Dynamic binding

Mark St. John stjohn at cogsci.UCSD.EDU
Fri Nov 5 15:17:27 EST 1993


The sort of "holistic" binding that happens in the hidden layer of a
3-layer network and that Graham Smith describes is not particularly
new, at least if you look in the right place.  As Smith says, this is
just the sort of binding that happens in one of Jordan Pollack's RAAM
networks (1990, Artificial Intelligence), and it's much the same as
the sort of binding that happens in the hidden layer in the language
comprehension systems that Jay McClelland and I (1990, Artificial
Intelligence) have developed and that Risto Miikkulainen and Michael
Dyer (1991, Cognitive Science) have developed.  An example of binding
in these models would be to give them a sentence like, "Ricky played a
trick on Lucy," and observe that the model correctly binds Ricky to
the agent role and Lucy to the recipient role.  Then you give the
opposite sentence (Lucy played a trick on Ricky) and observe that the
bindings are reversed.

One serious issue/limitation of this holistic binding method, however,
is how well it generalizes to novel cases: How many of the total
possible sentences have to be trained so that the remaining sentences
will be processed correctly?  What happens is that the sentences
missing from the training set create regularities that the model can
learn.  These regularities are sentences that do not (and so as far as
the hidden units are concerned, cannot) occur.  The question, then,
once the network has been trained, which force is stronger: the
generalization to novel cases, or the regularity the network learned
that that novel case cannot happen?  For example, say the network
never trained on "Lucy played a trick on Ricky."  The model learns
many other sentences that suggest how to map sentence constituents to
thematic roles, but it also learns that playing tricks is a one-way
sort of deal because Lucy never seems to play them.  Now if we give
the Lucy sentence as a generalization test case, part of the model wants
to generalize and activate the systematic meaning based on all that it
learned about sentence comprehension, but another part of the model
wants to correct this obvious error in the input because it knows that
this sentence and meaning are unlikely.  The model can "correct the
error" by flipping the agent and recipient to the better known
arrangement or by changing the verb to a more likely alternative, etc.

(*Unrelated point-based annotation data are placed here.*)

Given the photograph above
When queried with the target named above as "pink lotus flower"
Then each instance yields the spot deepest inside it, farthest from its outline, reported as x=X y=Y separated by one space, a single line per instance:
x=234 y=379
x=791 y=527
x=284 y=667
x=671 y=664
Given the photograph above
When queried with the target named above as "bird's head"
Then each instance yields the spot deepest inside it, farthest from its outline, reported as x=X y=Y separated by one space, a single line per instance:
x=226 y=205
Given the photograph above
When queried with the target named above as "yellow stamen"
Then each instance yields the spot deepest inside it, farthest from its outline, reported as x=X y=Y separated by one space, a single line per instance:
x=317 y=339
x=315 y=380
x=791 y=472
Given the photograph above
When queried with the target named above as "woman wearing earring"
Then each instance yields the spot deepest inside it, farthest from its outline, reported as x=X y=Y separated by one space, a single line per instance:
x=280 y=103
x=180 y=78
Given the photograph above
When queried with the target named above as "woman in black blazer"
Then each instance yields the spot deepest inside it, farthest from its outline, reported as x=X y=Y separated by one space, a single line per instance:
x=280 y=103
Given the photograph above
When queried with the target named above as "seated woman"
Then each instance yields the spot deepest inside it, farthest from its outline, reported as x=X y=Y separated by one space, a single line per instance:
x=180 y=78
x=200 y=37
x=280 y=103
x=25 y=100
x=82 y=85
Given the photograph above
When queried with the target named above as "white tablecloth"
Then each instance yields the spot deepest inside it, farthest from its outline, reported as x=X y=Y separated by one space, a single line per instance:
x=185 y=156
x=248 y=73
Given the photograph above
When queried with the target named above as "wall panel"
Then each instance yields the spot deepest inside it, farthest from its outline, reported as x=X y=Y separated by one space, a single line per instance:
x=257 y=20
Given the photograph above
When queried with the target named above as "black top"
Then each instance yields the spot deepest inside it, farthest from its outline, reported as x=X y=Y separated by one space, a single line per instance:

Which part of the model (or better put, which influence) wins depends
on many factors, such as the number of hidden units, the cost
function, the combinatorial nature of the training corpus, the size of
the training corpus, and so on.  It turns out that to achieve the sort
of systematic mapping we want we need to use A LOT of hiddens units
(yes, more is better in this case of generalization), a large training
set, and critically, a reasonably combinatorial corpus so that each
element/word is paired with some variety of other elements (in
statistical terms, you need to break as many high-order regularities
as possible).  See St. John (1993, Cognitive Science Proceedings) for
some discussion.  I'm a little embarrassed to toot my own horn, but
I've thought about this some, and these papers may be of some interest
-- in addition to Janet Wiles paper (1993, Cognitive Science
Proceedings) that John Colen mentioned.

One final point I'd like to raise is that this tension between
generalization (along the lines of a systematic mapping) and "error
correction" is not all bad.  There is considerable psycholinguistic
evidence that these sorts of "error corrections" happen with some
frequency.  People mis-hear, mis-read, mis-remember, see what they
want to see, etc. all the time.  On the other hand, we can all
understand the infamous sentence "John ate the guitar" even though
we've presumably never seen such a thing before and it's pretty
unlikely.  This ability, however, may simply attest to the wide
variety and combinatorics of our language training.  Why it is that we
mis-read on some occassions and comprehend the systematic meaning,
like with John eatting the guitar, on other occassion is not well
understood.  Training is probably involved, and attention is probably
involved, to name two factors.  We're currently work on models and
human experiments to understand this issue better.